Kehamilan Pada Wanita Rhesus Negatif

Tanggal : 10 Jul 2020 17:44 Wib


 
Yuvens S, Pribakti B
Departemen Obstetri dan Ginekologi
FK Universitas Lambung Mangkurat Banjarmasin
 
Pendahuluan
Hemolytic Disease of the Fetus and Newborn (HDFN) adalah salah satu komplikasi kehamilan yang berat. Hingga tahun 1960-an HDFN merupakan penyebab penting morbiditas dan mortalitas perinatal. HDFN saat ini sudah jarang terjadi di sebagian negara maju, tetapi HDFN masih menjadi salah satu komplikasi kehamilan yang berat di beberapa negara berkembang dan negara dengan status perekonomian yang rendah. Penyebab paling umum dari HDFN adalah inkompatibilitas Rh dengan ditandai dengan  terbentuknya antibodi maternal dari seorang ibu Rh- yang kemudian akan melawan antigen-D pada permukaan eritrosit bayi dengan Rh-.(1)
Inkompatibilitas Rh dapat menyebabkan komplikasi kehamilan yang berat, tetapi jika dapat didiagnosis dan ditatalaksana secara tepat maka prognosis dari penyakit ini sangatlah baik.(2) Oleh karena itu, sangat penting bagi  tenaga kesehatan untuk mengetahui secara komprehensif tentang inkompatibilitas Rh pada kehamilan agar dapat mencegah komplikasi berat kehamilan tersebut.
 
Sistem Klasifikasi Rhesus
Sistem klasifikasi rhesus merupakan sistem penggolongan darah terpenting kedua setelah sistem ABO. Secara klinis sistem rhesus merupakan sistem klasifikasi yang penting karena berhubungan dengan anemia hemolitik pada neonatus, transfusi, dan autoimmune hemolytic anemia (AIHA). Sistem ini mengklasifikasikan darah menjadi rhesus positif dan rhesus negatif berdasarkan ada tidaknya antigen-D pada permukaan eritrosit.
Antigen D merupakan antigen rhesus utama yang ada pada permukaan eritrosit. Apabila terdapat antigen-D pada permukaan eritrosit (dengan genotif D/D atau D/d), maka dikatakan golongan darah rhesus positif (Rh+), begitu pula sebaliknya. Apabila tidak ditemukan antigen-D pada permukaan eritrosit, maka dikatakan golongan darah rhesus negatif  (Rh-).,(3,4)
Sistem penggolongan darah rhesus berbeda dengan sistem penggolongan ABO. Pada sistem rhesus, antibodi anti-Rh biasanya tidak ditemukan pada orang dengan Rh-, namun antibodi anti-Rh akan muncul pada orang dengan rhesus negatif apabila peredaran darah orang tersebut telah terpapar dengan  antigen-D (Rh+).

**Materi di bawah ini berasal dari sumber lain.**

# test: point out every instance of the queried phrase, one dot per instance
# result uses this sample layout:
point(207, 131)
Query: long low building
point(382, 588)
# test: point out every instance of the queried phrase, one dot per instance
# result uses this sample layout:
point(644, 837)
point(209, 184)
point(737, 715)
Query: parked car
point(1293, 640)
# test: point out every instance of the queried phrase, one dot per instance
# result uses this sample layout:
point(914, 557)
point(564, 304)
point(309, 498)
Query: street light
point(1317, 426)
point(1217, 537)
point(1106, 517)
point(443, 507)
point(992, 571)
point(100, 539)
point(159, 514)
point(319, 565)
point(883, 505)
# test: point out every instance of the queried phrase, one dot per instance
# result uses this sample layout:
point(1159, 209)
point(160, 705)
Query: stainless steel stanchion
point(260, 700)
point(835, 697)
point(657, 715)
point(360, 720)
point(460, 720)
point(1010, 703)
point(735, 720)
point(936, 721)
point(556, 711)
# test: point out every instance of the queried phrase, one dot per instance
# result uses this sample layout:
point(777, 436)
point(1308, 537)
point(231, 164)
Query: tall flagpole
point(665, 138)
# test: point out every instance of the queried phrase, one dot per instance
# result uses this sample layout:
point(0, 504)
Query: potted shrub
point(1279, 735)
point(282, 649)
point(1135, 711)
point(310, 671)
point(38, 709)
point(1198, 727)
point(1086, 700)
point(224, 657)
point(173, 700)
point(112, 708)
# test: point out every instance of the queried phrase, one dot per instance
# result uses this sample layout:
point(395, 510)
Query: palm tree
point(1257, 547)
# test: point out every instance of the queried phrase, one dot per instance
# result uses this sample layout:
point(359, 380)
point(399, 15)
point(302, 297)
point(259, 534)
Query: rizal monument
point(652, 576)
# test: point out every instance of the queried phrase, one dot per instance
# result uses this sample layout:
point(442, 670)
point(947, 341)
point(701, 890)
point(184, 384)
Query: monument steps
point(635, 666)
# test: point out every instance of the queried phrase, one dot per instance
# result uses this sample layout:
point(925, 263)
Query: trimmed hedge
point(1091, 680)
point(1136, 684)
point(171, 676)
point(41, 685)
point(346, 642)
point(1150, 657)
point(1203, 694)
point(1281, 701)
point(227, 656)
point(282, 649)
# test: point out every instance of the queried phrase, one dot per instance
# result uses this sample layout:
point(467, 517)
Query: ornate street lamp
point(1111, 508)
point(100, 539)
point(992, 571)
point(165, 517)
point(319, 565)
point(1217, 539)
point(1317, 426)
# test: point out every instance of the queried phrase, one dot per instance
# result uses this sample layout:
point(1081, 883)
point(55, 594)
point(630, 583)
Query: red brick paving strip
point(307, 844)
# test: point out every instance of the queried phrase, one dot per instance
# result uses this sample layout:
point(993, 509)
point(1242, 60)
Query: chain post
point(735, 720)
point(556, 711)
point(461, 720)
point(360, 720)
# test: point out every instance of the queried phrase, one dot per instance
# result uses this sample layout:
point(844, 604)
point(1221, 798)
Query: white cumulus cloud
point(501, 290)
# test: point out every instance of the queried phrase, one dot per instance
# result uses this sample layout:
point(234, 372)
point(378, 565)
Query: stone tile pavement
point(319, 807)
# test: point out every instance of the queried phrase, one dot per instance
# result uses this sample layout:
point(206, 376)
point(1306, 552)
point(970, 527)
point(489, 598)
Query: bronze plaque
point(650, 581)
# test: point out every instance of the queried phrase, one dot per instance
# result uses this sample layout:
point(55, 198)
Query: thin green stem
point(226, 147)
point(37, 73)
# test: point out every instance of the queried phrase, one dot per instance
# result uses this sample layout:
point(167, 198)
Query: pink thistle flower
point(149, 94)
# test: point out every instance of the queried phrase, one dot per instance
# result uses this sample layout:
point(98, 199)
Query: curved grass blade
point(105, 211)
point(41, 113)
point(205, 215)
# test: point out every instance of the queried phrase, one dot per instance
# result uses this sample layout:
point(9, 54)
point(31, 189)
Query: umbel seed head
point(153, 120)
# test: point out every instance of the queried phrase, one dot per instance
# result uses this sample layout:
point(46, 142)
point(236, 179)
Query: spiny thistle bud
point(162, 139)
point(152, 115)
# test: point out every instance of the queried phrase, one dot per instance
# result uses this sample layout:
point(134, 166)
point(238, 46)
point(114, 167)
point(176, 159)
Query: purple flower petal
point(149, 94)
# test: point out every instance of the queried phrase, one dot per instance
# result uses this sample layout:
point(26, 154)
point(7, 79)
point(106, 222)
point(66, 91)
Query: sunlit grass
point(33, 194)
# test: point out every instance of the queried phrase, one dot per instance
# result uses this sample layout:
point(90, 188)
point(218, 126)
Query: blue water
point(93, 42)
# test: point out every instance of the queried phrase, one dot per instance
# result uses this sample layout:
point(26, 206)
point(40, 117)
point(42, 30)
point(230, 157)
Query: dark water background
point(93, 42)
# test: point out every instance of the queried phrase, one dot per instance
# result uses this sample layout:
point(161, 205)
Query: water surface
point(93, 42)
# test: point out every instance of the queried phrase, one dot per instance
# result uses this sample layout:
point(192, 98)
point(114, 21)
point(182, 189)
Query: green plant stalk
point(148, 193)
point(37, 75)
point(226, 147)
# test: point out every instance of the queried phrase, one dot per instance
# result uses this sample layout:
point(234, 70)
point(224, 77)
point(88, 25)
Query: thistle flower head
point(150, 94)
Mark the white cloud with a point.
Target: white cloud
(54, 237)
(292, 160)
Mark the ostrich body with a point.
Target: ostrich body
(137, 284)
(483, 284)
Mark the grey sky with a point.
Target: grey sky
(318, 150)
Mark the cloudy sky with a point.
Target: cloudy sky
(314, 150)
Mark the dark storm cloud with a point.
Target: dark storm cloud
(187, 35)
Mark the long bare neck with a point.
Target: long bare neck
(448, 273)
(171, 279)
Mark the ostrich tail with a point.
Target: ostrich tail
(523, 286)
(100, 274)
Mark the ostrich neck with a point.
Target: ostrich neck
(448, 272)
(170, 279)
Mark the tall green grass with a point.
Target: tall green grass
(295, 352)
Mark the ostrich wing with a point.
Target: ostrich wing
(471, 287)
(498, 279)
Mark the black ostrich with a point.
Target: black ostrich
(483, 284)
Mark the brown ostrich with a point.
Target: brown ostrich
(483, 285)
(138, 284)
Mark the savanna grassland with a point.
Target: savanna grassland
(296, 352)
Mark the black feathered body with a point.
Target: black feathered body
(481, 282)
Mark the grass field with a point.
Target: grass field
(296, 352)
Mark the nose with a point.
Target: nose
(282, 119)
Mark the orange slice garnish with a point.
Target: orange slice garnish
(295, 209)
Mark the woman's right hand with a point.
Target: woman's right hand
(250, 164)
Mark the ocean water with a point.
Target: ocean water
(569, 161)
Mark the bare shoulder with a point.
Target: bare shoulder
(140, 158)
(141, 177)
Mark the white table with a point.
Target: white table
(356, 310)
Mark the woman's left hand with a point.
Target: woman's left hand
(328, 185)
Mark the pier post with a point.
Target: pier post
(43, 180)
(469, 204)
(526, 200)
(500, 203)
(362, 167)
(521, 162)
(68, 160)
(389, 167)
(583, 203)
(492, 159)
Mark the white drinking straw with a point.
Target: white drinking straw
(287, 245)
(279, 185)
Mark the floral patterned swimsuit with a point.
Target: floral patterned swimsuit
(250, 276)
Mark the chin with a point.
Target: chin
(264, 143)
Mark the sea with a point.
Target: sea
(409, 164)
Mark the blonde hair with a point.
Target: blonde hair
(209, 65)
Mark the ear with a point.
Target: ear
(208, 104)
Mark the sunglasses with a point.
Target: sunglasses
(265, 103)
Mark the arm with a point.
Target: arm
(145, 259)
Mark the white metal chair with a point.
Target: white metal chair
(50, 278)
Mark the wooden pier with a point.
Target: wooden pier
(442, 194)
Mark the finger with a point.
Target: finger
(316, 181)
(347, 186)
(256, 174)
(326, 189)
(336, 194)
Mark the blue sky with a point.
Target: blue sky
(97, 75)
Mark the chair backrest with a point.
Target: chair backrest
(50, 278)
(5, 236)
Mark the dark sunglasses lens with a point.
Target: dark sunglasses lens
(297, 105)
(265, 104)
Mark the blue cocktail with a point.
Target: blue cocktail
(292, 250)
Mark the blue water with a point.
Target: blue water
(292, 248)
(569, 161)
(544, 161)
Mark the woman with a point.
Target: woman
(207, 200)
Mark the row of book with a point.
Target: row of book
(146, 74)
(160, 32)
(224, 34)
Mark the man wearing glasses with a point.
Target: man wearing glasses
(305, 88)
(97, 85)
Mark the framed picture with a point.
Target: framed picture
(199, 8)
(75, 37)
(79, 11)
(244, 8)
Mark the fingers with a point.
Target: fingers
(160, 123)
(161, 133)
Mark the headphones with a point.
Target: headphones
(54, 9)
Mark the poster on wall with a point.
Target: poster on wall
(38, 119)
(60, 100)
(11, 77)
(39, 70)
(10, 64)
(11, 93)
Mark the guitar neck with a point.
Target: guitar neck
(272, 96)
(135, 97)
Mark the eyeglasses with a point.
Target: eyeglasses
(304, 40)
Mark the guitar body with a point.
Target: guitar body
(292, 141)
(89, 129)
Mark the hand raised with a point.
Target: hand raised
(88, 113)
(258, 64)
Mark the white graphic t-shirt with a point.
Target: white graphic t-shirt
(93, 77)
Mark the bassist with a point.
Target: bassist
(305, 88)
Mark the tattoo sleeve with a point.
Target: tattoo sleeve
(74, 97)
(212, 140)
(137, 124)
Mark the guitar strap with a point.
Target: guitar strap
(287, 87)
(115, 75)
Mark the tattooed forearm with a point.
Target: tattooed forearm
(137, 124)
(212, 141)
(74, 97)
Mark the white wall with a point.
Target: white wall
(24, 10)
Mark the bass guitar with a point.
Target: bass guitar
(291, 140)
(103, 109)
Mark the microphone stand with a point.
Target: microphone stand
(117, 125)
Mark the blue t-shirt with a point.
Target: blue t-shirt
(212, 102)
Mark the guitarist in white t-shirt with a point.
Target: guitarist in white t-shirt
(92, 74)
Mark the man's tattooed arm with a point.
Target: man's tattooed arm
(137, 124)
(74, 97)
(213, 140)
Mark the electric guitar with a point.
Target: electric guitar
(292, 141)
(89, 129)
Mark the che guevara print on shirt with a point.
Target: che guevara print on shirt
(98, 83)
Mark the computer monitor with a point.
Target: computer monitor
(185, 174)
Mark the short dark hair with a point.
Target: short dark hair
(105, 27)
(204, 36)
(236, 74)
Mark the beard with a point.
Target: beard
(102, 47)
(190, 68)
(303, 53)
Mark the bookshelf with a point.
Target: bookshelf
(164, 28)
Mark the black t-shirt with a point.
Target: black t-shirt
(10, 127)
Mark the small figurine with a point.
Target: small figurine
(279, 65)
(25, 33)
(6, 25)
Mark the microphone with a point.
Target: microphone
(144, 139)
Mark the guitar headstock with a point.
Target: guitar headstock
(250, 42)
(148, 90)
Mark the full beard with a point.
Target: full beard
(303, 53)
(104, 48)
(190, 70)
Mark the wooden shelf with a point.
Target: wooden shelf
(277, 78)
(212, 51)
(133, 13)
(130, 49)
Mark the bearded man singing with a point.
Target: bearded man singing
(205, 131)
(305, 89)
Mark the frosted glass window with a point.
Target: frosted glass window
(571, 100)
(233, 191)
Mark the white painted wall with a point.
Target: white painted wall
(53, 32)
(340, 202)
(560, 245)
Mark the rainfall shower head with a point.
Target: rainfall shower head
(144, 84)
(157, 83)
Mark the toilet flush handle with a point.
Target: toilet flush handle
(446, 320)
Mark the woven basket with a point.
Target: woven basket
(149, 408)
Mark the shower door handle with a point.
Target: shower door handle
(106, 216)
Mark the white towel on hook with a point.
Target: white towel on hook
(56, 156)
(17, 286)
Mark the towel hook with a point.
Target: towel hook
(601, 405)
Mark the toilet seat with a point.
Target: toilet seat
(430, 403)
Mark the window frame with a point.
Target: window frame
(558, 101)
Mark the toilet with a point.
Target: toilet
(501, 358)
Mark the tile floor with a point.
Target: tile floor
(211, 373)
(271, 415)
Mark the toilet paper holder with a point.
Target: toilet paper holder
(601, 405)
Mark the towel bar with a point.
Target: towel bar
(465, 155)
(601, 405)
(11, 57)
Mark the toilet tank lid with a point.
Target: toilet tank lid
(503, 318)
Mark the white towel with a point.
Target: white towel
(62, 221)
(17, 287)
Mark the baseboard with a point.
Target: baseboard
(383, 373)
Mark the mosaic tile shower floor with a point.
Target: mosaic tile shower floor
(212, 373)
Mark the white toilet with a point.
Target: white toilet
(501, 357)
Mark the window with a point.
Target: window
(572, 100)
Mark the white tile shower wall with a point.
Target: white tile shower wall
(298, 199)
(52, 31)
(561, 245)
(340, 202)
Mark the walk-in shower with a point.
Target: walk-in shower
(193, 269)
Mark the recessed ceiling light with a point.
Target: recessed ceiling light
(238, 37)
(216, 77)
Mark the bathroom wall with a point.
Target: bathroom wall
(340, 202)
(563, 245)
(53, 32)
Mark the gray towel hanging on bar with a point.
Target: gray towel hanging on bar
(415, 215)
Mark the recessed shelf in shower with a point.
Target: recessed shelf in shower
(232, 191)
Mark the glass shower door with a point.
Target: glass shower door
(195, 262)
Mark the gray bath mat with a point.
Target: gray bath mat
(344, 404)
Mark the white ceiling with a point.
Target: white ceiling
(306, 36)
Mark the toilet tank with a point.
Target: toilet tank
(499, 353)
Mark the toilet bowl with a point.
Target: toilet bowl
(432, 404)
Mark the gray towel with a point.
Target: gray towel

Antibodi anti-Rh ini merupakan immunoglobulin G (IgG) dan oleh karena antibodi ini dapat melintasi plasenta, sehingga pada ibu hamil dengan Rh- yang mengandung anak dengan Rh+ dapat membentuk antibodi anti-Rh pada kehamilan selanjutnya.(3)
 
Distribusi Golongan Darah Rh+ DAN Rh-
 
Secara umum, golongan darah Rh+ lebih banyak ditemukan dibandingkan dengan golongan darah Rh-. Berikut adalah distribusi golongan darah Rh+ dan Rh- berdasarkan ras dan etnis yang ada di dunia (gambar 1).(4)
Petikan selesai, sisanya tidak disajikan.